FEMA is vital – and a constant target of misinformation
I’m from near the parts of North Carolina hit by Hurricane Helene, which led to 104 deaths in the state and caused at least $60 billion worth of damage. So far, FEMA has approved $320 million in funds to help more than 146,000 households.
While FEMA isn't a perfect organization, its personnel are the first people to respond when a natural disaster hits. A functioning disaster response agency is a necessary function of government.
Misinformation about FEMA relief services started shortly after Helene made landfall late September.

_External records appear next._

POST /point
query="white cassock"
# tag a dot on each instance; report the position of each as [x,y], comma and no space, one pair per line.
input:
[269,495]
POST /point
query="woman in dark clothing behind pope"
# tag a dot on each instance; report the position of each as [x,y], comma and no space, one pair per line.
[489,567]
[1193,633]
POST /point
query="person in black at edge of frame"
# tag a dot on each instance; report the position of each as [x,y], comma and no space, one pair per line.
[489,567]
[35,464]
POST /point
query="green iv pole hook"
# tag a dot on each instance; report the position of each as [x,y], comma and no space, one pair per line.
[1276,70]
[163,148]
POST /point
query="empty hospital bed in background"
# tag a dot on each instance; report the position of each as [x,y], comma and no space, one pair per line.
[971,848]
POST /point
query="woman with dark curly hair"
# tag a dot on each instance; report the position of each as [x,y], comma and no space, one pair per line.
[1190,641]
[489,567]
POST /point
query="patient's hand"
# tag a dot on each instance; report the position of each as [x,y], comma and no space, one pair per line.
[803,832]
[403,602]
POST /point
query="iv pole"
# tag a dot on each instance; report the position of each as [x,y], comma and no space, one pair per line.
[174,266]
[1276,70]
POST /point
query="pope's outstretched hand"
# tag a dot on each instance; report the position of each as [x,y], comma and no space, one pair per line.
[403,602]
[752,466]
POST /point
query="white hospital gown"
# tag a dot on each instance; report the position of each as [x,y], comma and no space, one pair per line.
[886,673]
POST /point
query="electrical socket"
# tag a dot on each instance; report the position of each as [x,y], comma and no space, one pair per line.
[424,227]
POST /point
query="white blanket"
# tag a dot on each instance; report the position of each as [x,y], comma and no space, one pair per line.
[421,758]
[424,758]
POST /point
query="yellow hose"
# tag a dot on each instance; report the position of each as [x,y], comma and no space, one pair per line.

These incorrect social media posts may have influenced Trump’s stance against FEMA in the months since.
I saw it on my own Facebook feed from people back home: everything from an AI-generated image of a girl and a puppy being rescued to accusations that FEMA’s financial resources had been rerouted to help undocumented immigrants, a lie that Trump repeated in the weeks following the hurricane.
At one point, FEMA had to pause part of its disaster relief work due to reports of militias potentially targeting the agency’s employees.
FEMA overhaul is key component of Project 2025
Completely overhauling FEMA was laid out in the Heritage Foundation’s Project 2025 – meaning this is something Republicans have been considering for years.
Meanwhile, Texas, Louisiana and Florida – all red states – have received the most individual assistance payments from FEMA since 2015 till last April. Axios, based on numbers from the Disaster Dollar Database collected by the Carnegie Endowment for International Peace, reports that those states received more than $7.12 billion altogether.
This isn’t the first government agency on the chopping block in Trump’s second term. On the campaign trail, the president proposed dismantling the Department of Education.
Trump used his appearance in North Carolina to announce that he would appoint Republican National Committee Chair Michael Whatley to assist in the state's recovery. Sure, Whatley is from North Carolina. But if Trump's problem with FEMA is that it isn't local enough, why is the solution to add another federal bureaucrat to recovery efforts?
Nothing makes things run smoother than adding a layer of Republican oversight.
While Trump seems to think everything is best handed back to the states, he ignores the real repercussions of his decisions. States do not have the infrastructure to do what FEMA does. States need a federal government that will assist in times of crisis.
A president should respect the essential functions of government instead of trying to dismantle the systems we have in place for a reason.
Then again, we all know Trump is a president who doesn't respect the country.